To make a tremendously long story short, it all came down to sticky bits. When rounding, any bits chopped off lose information. To decide how to round, some of these bits are treated specially, and essentially they all get OR’ed together into one bit called the sticky bit. This bit captures only one piece of information: Did I lose any precision after the second bit that got chopped of? Were any of those lost bits a 1, or were they all 0?

This one single bit of information is used, when rounding, to make a choice when you have a tie. Do I increment the remaining bits? Or do I just leave them chopped off?

Well, SoftFloat 2e made a choice here that is totally valid, but not exactly the same choice that the WE32106 made. I had to track that down, understand the problem, and fix it. Eventually, after a lot of trial and error and even building a spreadsheet, I figured it out: When going from an intermediate extended double precision value to a chopped off extended double precision value, I had to remember the sticky bit, and then use it again when going from the chopped off extended double precision value to a rounded double precision value (or a rounded single precision value). That was what I was missing.

Finally, only a days ago, I squashed the last rounding bug. I got identical results from the 3B2 simulator and the real 3B2.

I did a little dance.

In Conclusion

What did I learn from all this? A few things.

First, I learned a whole lot about floating point math, about IEEE-754, and about how amazing computers really are.

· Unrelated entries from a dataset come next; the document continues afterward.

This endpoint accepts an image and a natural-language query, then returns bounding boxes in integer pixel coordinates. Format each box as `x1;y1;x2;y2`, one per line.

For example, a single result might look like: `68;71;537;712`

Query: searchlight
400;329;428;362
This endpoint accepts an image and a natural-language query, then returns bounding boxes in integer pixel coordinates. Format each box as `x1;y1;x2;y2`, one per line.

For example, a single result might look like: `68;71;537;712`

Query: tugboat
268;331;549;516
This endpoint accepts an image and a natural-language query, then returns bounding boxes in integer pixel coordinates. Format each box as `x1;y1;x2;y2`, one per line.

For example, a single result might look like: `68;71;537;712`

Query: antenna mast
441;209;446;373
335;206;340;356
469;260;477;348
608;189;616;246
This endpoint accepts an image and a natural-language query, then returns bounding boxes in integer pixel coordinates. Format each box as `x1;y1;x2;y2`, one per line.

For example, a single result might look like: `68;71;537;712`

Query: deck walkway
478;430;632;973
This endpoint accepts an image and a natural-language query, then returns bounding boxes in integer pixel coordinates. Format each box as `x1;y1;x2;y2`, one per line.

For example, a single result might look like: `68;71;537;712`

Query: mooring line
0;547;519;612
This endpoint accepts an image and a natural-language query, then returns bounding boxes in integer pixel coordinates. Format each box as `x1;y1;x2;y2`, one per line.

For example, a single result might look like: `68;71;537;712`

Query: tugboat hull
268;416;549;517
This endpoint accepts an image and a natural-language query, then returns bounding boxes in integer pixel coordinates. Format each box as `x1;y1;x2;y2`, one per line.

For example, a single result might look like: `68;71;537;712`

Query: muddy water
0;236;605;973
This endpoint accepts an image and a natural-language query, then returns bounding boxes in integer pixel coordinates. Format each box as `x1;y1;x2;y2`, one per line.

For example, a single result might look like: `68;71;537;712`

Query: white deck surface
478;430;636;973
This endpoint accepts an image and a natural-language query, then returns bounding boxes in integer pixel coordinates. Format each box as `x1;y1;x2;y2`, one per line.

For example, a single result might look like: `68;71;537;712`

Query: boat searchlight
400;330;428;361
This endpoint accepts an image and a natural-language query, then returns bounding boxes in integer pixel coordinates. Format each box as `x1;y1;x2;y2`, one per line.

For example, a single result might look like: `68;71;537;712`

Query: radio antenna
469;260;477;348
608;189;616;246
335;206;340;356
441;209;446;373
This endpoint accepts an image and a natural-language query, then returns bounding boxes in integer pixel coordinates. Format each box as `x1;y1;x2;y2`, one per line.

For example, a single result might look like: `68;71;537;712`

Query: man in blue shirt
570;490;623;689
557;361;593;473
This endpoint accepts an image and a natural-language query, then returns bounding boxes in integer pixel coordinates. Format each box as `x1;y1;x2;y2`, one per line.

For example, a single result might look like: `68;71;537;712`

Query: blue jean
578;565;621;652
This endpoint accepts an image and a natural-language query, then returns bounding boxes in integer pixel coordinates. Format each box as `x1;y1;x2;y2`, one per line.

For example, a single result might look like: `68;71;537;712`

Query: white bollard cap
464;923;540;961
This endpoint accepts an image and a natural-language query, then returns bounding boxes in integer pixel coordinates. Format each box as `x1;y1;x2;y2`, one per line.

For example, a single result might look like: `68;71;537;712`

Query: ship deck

Second, when dealing with floating point, even if you do have someone else’s library, there’s no guarantee it does things exactly the same way you need it to. That doesn’t mean it’s wrong or broken, it just means it makes different decisions or follows a slightly different version of a spec than you need.

And finally, I learned a lot of patience. So much patience.

I’m glad I did this, but I’m also glad I don’t need to do it again.